The ‘great tragedienne’, as the media called her, began to subscribe to her on-screen persona, it merged faultlessly with her unhappy real life. She fell for the oldest trick in the world. Meena considered herself to be uniquely cursed. And copious consumption of brandy provided the only relief. It is a delusion which many people, not just film stars, carry. Not surprisingly, without knowing much about her, she empathized greatly with Marilyn Monroe. The fact that Marilyn’s husband, Arthur Miller, had some passing similarities to Kamal Amrohi, made the identification closer.
How are Madhubala, Nargis and Meena kumari remembered? Nargis took early retirement after her marriage to sunil Dutt, produced three children and because a social worker promoting safe causes. In 1980, she was nominated to the Rajya Sabha, where she took on Satyajit Ray. She accused the great auteur of giving Indian a ‘negative image’ by pandering to Western sensibilities. Nargis mounted a ferocious campaign to ban Satyajit Ray’s films from being shown overseas, especially at film festivals. No one, including Ray, took much notice of her reactionary ratings. The lasting image of Nargis in the minds of most people is of the actress carrying an enormous wooden plough on her shoulders in Mother India.
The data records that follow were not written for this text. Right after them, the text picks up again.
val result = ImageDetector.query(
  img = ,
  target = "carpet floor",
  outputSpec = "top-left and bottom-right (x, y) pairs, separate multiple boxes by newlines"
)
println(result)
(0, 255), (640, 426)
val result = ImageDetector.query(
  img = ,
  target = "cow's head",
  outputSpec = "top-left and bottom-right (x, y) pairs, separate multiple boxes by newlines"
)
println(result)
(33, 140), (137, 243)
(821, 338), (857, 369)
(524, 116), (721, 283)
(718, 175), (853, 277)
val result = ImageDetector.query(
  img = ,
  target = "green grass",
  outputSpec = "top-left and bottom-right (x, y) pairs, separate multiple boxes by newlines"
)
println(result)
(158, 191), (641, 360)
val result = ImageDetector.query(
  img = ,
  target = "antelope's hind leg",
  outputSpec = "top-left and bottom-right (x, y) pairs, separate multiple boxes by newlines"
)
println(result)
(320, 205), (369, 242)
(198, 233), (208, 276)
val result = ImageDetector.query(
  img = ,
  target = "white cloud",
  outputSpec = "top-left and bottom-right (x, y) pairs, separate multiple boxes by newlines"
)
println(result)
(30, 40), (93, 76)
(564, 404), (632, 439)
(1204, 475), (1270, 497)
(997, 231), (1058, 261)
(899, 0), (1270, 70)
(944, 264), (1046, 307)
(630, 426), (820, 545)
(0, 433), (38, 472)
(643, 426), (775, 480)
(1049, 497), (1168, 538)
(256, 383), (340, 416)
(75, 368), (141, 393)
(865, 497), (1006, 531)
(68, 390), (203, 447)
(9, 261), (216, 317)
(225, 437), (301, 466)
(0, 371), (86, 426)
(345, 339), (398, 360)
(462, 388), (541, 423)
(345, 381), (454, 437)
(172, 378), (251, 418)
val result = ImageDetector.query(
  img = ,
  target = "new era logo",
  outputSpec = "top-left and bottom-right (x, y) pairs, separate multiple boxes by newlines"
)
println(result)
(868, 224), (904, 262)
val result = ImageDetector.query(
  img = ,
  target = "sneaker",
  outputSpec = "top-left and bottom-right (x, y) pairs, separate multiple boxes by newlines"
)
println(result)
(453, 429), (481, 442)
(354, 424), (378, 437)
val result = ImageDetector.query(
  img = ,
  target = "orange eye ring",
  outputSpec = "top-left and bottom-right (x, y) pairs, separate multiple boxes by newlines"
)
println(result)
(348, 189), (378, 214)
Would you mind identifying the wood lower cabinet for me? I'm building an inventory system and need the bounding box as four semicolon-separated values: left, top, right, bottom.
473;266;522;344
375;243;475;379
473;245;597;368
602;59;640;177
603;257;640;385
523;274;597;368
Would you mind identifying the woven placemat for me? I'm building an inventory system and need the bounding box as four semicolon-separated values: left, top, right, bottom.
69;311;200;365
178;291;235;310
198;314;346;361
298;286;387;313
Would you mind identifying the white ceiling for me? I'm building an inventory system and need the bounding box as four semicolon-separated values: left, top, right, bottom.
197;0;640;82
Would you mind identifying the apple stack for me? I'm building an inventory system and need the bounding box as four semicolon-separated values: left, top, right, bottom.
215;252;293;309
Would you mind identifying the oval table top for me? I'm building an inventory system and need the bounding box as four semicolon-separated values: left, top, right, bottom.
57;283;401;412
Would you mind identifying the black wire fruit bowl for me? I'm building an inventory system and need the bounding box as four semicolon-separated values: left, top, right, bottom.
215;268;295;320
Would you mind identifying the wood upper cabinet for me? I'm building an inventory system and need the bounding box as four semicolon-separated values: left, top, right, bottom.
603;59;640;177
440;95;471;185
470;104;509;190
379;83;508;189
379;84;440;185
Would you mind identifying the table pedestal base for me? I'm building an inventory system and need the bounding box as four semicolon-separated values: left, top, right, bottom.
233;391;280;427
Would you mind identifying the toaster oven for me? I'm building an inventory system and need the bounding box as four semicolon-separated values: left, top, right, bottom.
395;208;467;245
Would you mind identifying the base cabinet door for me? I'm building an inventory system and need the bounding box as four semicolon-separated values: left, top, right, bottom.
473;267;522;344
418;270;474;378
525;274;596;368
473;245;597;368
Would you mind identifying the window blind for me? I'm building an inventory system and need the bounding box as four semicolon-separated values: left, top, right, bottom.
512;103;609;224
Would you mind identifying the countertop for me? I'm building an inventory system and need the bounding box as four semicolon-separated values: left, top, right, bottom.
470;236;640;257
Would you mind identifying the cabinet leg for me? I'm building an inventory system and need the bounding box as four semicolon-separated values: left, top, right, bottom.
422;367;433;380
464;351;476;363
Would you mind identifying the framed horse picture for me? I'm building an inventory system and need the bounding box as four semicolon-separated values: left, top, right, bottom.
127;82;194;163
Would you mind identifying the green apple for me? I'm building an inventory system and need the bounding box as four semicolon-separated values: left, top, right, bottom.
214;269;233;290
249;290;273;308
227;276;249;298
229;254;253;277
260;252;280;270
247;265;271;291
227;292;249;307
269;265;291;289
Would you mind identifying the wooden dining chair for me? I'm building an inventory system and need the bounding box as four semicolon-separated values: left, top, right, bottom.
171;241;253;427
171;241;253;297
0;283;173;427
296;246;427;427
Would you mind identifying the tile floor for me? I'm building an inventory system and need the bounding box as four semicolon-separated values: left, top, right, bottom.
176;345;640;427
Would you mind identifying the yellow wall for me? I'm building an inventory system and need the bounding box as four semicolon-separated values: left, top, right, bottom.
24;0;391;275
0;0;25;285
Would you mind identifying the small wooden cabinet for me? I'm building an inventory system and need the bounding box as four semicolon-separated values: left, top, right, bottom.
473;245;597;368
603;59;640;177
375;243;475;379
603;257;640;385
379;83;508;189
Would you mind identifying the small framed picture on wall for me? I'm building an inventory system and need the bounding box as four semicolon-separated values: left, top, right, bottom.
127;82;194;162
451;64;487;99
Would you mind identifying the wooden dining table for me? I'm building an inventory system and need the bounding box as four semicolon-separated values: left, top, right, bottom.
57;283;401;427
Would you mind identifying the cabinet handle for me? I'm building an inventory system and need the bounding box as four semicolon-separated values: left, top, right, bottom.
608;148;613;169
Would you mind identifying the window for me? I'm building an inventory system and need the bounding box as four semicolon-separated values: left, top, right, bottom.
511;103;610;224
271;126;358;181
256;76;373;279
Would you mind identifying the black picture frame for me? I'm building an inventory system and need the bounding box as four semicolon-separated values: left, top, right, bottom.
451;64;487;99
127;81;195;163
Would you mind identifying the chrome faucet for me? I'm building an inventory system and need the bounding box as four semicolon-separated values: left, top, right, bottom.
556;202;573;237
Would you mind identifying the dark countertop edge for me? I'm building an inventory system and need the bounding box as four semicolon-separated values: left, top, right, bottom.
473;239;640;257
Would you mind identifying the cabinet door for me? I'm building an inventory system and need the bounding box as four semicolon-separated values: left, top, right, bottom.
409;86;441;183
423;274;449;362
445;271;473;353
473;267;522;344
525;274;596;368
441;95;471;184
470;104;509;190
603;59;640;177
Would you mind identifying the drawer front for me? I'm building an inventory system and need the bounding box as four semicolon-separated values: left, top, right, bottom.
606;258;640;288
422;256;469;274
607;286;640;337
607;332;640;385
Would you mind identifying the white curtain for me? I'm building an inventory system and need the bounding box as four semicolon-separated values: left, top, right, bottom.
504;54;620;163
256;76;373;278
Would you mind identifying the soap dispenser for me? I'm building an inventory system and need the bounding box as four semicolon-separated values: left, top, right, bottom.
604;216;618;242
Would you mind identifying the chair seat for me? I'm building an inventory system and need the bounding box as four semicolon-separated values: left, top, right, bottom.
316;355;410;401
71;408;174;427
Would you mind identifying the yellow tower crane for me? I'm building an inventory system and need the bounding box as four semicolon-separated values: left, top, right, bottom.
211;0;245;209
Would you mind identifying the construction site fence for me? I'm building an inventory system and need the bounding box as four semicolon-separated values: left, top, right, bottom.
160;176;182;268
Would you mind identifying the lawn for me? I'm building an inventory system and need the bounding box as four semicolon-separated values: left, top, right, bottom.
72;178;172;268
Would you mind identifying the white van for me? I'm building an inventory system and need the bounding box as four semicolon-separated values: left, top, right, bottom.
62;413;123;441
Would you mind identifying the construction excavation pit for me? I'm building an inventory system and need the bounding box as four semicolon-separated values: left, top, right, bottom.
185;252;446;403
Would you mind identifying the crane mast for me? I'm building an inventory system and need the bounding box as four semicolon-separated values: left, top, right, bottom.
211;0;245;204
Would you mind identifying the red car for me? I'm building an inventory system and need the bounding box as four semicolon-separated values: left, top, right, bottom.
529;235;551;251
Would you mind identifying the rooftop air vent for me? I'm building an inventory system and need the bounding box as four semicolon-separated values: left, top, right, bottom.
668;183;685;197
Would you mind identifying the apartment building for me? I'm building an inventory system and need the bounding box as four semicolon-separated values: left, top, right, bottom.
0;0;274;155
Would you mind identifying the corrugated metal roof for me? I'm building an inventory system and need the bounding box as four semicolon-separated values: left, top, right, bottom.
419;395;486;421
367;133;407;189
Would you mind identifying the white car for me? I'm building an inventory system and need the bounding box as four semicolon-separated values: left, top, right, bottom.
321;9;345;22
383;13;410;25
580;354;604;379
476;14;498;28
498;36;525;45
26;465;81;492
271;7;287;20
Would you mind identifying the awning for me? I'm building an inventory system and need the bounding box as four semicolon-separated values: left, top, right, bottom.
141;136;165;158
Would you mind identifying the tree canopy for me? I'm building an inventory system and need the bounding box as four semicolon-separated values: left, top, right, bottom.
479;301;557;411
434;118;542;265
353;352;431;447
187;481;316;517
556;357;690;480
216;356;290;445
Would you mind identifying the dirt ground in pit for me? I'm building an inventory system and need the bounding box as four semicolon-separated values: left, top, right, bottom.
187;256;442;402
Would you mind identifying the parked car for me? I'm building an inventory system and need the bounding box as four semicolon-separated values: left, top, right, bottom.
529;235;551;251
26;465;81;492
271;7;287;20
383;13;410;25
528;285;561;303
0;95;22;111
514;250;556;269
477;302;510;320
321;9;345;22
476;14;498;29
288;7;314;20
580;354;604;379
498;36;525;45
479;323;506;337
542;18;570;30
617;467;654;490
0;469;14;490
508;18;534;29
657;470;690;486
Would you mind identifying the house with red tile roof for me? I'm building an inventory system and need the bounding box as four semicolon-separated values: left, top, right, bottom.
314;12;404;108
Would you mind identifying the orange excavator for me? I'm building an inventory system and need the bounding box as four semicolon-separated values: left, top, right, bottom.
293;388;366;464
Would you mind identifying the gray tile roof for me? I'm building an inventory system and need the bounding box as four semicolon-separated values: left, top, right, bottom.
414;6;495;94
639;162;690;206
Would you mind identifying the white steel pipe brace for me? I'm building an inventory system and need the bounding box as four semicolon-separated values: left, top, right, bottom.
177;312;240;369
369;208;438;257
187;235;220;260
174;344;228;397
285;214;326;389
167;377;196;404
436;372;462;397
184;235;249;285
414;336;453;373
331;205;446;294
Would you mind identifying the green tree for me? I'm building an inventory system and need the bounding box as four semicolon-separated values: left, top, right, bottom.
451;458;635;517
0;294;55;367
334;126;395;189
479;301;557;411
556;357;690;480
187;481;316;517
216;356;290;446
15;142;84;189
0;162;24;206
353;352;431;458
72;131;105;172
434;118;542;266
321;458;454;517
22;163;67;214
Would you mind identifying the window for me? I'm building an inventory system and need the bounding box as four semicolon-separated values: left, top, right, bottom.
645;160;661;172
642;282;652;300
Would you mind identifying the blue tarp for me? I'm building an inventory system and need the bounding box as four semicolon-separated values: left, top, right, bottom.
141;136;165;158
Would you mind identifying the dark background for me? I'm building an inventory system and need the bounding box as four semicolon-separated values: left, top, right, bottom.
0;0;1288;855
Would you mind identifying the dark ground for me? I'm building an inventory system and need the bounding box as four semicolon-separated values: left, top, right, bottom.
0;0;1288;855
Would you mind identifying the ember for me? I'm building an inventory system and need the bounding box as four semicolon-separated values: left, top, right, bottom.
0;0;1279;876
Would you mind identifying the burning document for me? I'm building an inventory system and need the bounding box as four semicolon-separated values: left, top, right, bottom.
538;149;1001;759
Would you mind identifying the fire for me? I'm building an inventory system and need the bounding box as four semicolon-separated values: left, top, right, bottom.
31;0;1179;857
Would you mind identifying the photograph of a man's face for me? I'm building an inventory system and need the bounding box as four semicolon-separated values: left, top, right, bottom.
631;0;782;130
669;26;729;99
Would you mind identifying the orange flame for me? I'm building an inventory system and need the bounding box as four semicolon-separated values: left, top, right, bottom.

Madhubala, by filmy standards, had a happy life-and mostly made happy films. Dev Anand remembers her as someone who was ‘always laughing’ she was adventurous in her choice of roles, agreeing to play an Anglo-Indian cabaret dancer. Before doctors discovered a hole in her heart, she had a busy love life; she was two-timing Dilip Kumar by seeing Premnath at the same time. A passing affair with Pakistan Prime Minister Zulfikar Ali Bhutto is supposed to have taken place. Because most of her films are light, frothy comedies-with terrific music, she leaves behind a joyful ambience, although she had her share of troubles at the her deeply conservative, bankrupt father.
In contrast, Meena Kumari, whose films are seldom shown on TV, evokes victimhood, pathos, despair and consistent bad luck. She played grief-stricken roles in which true love is found but only briefly. In movies like Parineeta, Dil apna aur Preet parayi, she either dies or is abandoned by her man. I suppose the mental picture of Meena Kumari which comes readily to mind is from Guru Dutt’s Sahib Bibi Aur Gulam. The scenes where she is seen pleading with her debauched and philandering spouse (played by Rehman) are unforgettable. He is trying to make her drink alcohol, something she abhors but consumes in the hope that her insobriety will persuade him to stay the night rather visit up market brothels. The word she is associated with.
I wonder what the new generation of under-thirty cinema-goers knows about her. They might possibly recall Nargis and Madhubala. But Meena who? I don’t think I would have agreed, if some publisher had asked me, to write a biography of either Madhubala or Nargis. Meena Kumari was a diverting and more thought –provoking challenge. I am not sure I did justice to it.